Men and the baby blues

By Carrie Johnson Weimar • Published: February 16th, 2010
Category: Health in a Heartbeat

Postpartum depression… the feeling of sadness or depression mothers experience following the birth of a child… has been in the news a lot in recent years, thanks largely to celebrities such as Brooke Shields and Gwyneth Paltrow, who have publicized their struggles with the condition. But what you may not have known is that postpartum depression isn’t limited to mothers. Some fathers report feeling the so-called baby blues, too.

While the exact prevalence of male postpartum depression isn’t known, a 2005 study of more than twenty-six thousand parents in England found that four percent of fathers described feelings of depression within eight weeks of the birth of their child.

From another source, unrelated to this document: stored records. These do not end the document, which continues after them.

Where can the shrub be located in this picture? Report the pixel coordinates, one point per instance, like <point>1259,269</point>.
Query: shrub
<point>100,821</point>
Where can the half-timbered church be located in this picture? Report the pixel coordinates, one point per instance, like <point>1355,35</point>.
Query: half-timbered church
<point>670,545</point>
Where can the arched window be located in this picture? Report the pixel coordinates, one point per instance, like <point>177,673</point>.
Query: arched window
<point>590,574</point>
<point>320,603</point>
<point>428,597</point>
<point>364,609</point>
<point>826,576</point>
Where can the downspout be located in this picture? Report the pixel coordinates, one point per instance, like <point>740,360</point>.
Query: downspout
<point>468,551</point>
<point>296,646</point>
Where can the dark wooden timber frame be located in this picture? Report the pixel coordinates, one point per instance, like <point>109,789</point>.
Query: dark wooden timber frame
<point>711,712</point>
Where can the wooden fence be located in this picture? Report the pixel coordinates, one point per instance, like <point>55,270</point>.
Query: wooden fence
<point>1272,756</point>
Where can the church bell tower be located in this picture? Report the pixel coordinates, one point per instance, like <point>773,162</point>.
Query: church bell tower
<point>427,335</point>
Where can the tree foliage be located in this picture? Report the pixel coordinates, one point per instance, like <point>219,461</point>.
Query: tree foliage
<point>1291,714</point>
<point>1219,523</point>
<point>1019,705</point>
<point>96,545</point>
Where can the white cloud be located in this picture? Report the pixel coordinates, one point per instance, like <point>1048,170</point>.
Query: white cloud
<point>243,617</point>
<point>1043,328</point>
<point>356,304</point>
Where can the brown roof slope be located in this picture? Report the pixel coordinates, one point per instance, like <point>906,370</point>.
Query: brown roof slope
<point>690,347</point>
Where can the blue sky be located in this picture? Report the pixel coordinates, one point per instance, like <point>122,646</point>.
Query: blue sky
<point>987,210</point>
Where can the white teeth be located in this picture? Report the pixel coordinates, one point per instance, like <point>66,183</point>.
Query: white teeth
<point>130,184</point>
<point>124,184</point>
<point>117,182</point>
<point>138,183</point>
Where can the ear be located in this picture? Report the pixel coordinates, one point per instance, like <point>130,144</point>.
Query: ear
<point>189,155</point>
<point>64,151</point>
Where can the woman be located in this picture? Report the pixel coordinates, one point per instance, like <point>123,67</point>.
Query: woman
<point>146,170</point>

There may be a variety of causes. First, having a baby creates huge changes in any parent’s life, especially when you add in sleepless nights and the stress of caring for a newborn. But the reason may not be strictly psychological. Studies have shown that expectant males may actually experience a drop in testosterone, perhaps to protect the newborn from aggressive behavior. This loss in testosterone may trigger feelings of depression or anxiety.

While male postpartum depression isn’t widely acknowledged, there are places to get help. Most experts believe the condition is easily treated. They recommend both men and women take parenting classes before the birth of the child to ease feelings of anxiety. Devise a caregiving schedule so that chores are shared. And be sure to talk to your partner if you’re feeling down. Those first few months may be overwhelming, but it helps to know you’re not alone.